About two hours in we encountered a man on his way down. This guy was very perky and friendly but he said three things that hilariously sapped us of all will to go on. In the course of telling is what a great hike it was he mentioned that the trail above was much steeper than what we had already done (nobody asked), he mentioned that it looked like rain, maybe even hail (nobody asked), and he mentioned that the trail was really loose because the mules had torn it up (nobody asked). He made it sound like a nightmare and he out right stated, “of course you are planning to turn around at the saddle and not go to the top.” Hey buddy, “Nobody asked for your advice!” But alas, he was right. We got to the saddle and saw some heavy clouds and a very exposed trail heading even more steeply up into the scree. I could hardly put ten steps together at this point. We sat down and did what we do best. We ate. By my calculations we accomplished 3 miles and 2,000′ of elevation gain. We had another mile and 1,400′ more if we were to reach the top. It was not our destiny that day. Mount Wright is out there mocking me.

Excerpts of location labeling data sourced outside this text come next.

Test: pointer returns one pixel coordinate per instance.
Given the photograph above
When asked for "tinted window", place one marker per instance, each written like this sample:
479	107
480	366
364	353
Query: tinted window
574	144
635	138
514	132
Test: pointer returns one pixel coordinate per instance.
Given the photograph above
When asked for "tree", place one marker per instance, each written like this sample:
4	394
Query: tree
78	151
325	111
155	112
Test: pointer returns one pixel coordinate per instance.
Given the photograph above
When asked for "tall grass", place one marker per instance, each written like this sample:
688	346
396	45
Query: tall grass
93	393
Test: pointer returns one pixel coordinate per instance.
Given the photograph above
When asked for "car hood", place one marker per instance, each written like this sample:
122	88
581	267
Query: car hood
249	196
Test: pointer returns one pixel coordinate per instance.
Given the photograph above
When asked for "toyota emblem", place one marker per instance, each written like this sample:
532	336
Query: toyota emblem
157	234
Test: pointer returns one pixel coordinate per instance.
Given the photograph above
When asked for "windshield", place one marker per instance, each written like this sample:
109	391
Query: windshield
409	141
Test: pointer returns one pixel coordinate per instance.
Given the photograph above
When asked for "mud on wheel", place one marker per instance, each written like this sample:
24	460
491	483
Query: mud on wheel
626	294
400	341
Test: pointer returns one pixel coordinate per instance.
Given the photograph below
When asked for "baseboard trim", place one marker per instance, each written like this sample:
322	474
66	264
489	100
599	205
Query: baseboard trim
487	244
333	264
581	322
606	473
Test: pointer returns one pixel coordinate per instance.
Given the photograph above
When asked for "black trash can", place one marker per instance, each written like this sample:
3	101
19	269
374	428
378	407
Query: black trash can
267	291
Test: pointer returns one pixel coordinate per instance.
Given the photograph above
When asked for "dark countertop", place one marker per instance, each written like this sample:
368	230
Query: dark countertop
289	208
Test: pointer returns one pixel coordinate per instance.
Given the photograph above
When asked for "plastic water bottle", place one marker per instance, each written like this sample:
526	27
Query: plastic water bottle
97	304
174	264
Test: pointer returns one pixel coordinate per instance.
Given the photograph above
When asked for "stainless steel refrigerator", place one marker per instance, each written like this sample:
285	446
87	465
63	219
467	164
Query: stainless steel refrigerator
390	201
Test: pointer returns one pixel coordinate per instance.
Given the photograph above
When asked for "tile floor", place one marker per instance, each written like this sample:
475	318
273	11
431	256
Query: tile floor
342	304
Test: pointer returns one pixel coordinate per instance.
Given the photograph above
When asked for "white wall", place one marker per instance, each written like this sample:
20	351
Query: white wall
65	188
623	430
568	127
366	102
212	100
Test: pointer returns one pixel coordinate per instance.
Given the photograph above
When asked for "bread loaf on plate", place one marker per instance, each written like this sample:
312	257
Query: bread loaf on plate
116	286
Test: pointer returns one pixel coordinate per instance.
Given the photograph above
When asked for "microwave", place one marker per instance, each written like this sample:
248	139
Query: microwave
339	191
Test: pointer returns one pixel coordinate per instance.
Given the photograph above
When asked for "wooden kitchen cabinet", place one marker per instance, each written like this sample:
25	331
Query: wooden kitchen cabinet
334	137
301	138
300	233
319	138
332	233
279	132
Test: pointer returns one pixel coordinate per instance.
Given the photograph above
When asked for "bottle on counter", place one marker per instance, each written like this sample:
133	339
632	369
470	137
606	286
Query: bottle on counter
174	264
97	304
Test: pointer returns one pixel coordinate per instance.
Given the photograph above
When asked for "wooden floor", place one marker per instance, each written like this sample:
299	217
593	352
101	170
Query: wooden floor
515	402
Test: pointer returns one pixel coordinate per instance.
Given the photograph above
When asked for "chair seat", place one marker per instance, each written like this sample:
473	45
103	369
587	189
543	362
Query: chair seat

So team Gypsy Carpenters turned around and they were glad they did. The decent was rough. We had to rest twice going downhill. One time we nearly fell asleep. We must be maturing. In the end we were both satisfied with our accomplishment. The next day we did another uphill hike but only for a mile and a half. Clary Coulee is a gulch between the limestone fins of the front. In the cool coulee air we found unburned trees and a diverse flock of birds. Mountain chickadees and juncos and jays and a cooper’s hawk among other birds. I was wiped out from the day before but dutifully made my bird list and entered it into eBird.
That afternoon (Friday) we arrived in Dupuyer. We had a show to do. The Gypsy Carpenters put up their new sound system and put on the dog. Buffalo Joe’s attracts a diverse clientele. Hutterites (a clan of germanic collective living folks) and Blackfeet and motorcyclists and ranchers and young people and old were in town for a Friday night out. Some of the older Hutterite men looked like their heads were going to explode with delight when I sang the Bare Necessities. I’m not sure what they were thinking about but I was thinking about a bear and all the bears that live in the Dupuyer area. Burt says those Hutterite men are still singing that song out on their huge corporate ranches. With big smiles on their faces.
Next morning we woke up and the man with the plan decided we better head over the Great Divide and get our boat and bring it back east for a trip to eastern Montana. Bird season is upon us and there’s fishing to be done. So we left the gNash in Dupuyer and headed to Whitefish to collect the Sea King. We stopped in and saw Jen and ate an early dinner at the restaurant where she works. The next next day we hooked up and headed back into the woods just a wee bit north of Dupuyer. We visited Swift Dam. There’s a reservoir and more hikes and maybe some trout. That’s a whole ‘nother post.